J'allais donc poser franchement la question à Makoto le lendemain - est-ce qu'il avait vraiment eu des inquiétudes qui l'auraient incité à s'opposer à mon embauche? Et si oui, qu'elles en étaient la nature? Il nia en bloc, insistant qu'il n'opposait en rien que je travaille au café, protestant d'un air compatissant et penaud: "on t'as même laissé dessiner les nouveaux menus récemment!" (un "travail" non rémunéré que j'ai fait pour faire plaisir à Erika). Au passage, la formulation de Makoto ("on t'as laissé") identifie le travail à une faveur accordé par l'entreprise au travailleur. Dans un effet wellesien de la victoire idéologique du néolibéralisme, l'effort des travailleurs leur est complètement reniée, et, pire, inversée par rapport à la contribution de l'employeur dans l'échelle de valeurs.

J'appris le soir même par Erika qu'il appela ensuite Ichiho pour l'incendier, et de compatir... avec Makoto. Cette défense inconditionnelle de ses supérieurs hiérarchiques confirme l'endoctrinement aveugle d'Erika à la cause de "son" entreprise. Pour m'en persuader de la bonne volonté, elle ajouta qu'elle pourrait sans problème soutenir de nouveau ma candidature auprès du patron, dont elle est proche. Mais je déclinais poliment, préférant oublier cette entreprise, dont la parole des membres me paraissait désormais douteuse.

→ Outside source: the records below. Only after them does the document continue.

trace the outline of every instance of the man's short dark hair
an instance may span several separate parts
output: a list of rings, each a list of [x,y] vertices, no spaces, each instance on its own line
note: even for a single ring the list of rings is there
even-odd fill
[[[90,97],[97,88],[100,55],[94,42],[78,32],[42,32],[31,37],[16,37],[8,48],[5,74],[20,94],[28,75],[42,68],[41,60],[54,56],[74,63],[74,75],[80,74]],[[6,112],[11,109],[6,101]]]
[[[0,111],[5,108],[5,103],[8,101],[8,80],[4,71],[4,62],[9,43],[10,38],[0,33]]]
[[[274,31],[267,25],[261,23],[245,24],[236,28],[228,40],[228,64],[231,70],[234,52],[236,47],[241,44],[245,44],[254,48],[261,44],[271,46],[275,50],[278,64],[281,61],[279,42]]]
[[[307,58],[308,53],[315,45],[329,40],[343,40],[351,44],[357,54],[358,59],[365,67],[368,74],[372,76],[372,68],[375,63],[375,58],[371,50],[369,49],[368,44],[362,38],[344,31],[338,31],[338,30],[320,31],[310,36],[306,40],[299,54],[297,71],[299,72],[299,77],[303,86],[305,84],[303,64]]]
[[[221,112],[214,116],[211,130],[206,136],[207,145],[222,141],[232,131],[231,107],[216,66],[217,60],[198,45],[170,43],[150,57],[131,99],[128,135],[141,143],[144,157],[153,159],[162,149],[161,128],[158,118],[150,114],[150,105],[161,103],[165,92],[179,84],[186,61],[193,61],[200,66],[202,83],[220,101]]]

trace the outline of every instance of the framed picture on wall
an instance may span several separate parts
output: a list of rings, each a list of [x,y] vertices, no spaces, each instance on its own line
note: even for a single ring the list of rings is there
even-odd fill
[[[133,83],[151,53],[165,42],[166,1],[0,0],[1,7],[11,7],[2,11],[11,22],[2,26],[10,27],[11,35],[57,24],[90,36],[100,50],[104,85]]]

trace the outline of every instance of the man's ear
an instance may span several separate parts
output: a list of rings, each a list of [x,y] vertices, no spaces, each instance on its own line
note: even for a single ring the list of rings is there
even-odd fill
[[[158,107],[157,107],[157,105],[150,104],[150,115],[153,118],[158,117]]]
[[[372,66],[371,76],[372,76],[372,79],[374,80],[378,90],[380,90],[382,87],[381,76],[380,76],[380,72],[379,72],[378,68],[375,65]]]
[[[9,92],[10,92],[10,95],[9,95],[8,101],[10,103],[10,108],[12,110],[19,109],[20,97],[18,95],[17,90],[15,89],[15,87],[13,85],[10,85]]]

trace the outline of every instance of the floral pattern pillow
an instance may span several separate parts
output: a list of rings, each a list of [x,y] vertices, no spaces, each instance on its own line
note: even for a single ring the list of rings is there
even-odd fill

Je ne peux pas être définitivement sûr des raisons pour lesquels je n'ai pas obtenu de visa (doute qui érode malheureusement ma confiance pour mes anciens collègues et, pensais-je naïvement, ami-e-s). Mais il semblerait bien que ce soient des considérations d'ordre privé, un jugement sur mon comportement et mes valeurs personnelles, qui aient aboutit à mon rejet de cette entreprise. Cette décision indique une intrusion qui me semble délétère de l'entreprise dans la vie privé de ses employés, en forme de contrôle insidieux et culpabilisant.

La liberté individuelle est ici réduite au profit de l'image de l'entreprise et de la vie en son sein, régie par le patron et les cadres dirigeants.